UK police to receive 'clarified' guidance on hate crimes after row over protest
Prime Minister Rishi Sunak emphasised that the police must use their powers to arrest those inciting violence or racial hatred.
Police in the UK will receive "clarified" guidance on hate crime after a row erupted over the Met's handing of a massive protest in London where thousands of participants came out in support of Palestine amid the ongoing Israel-Hamas conflict.
More than 1,000 officers were involved in policing the demonstration on October 21 near Downing Street, and police made 34 arrests linked to possession of fireworks, public order and assaulting an emergency service worker, reports the BBC.
The Met estimated that up to 100,000 people had participated in the protest.
Ministers have called for tougher police action over a video appearing to show a man shouting "jihad" at a separate event from the main march.
But the Met Police said on Sunday it was taking no further action after footage appeared online of a man chanting "jihad, jihad" at the smaller rally staged by the Islamist group Hizb ut-Tahrir.
It said the word jihad had "a number of meanings but we know the public will most commonly associate it with terrorism".
It said it "had not identified any offences arising from the specific clip", and specialist lawyers at the Crown Prosecution Service had reached the same conclusion. The force is also planning no further action against protesters holding banners referring to "Muslim armies".

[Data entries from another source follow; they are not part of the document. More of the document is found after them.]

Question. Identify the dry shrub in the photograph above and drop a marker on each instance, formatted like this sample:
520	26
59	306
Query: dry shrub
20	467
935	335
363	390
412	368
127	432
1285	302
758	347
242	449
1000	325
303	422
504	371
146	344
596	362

In the House of Commons on Monday, Prime Minister Rishi Sunak insisted police already had "powers to arrest those inciting violence or racial hatred", the BBC reported.
Sunak said there was "no place on our streets for that type of behaviour".
The Homes Office is working "extensively to clarify the guidance to officers on the ground, so they are aware fully about the powers and tools that are available to them to make sure these people feel the force of the law", he added.
Several Ministers, including Immigration Minister Robert Jenrick, have called for tougher policing of the protests.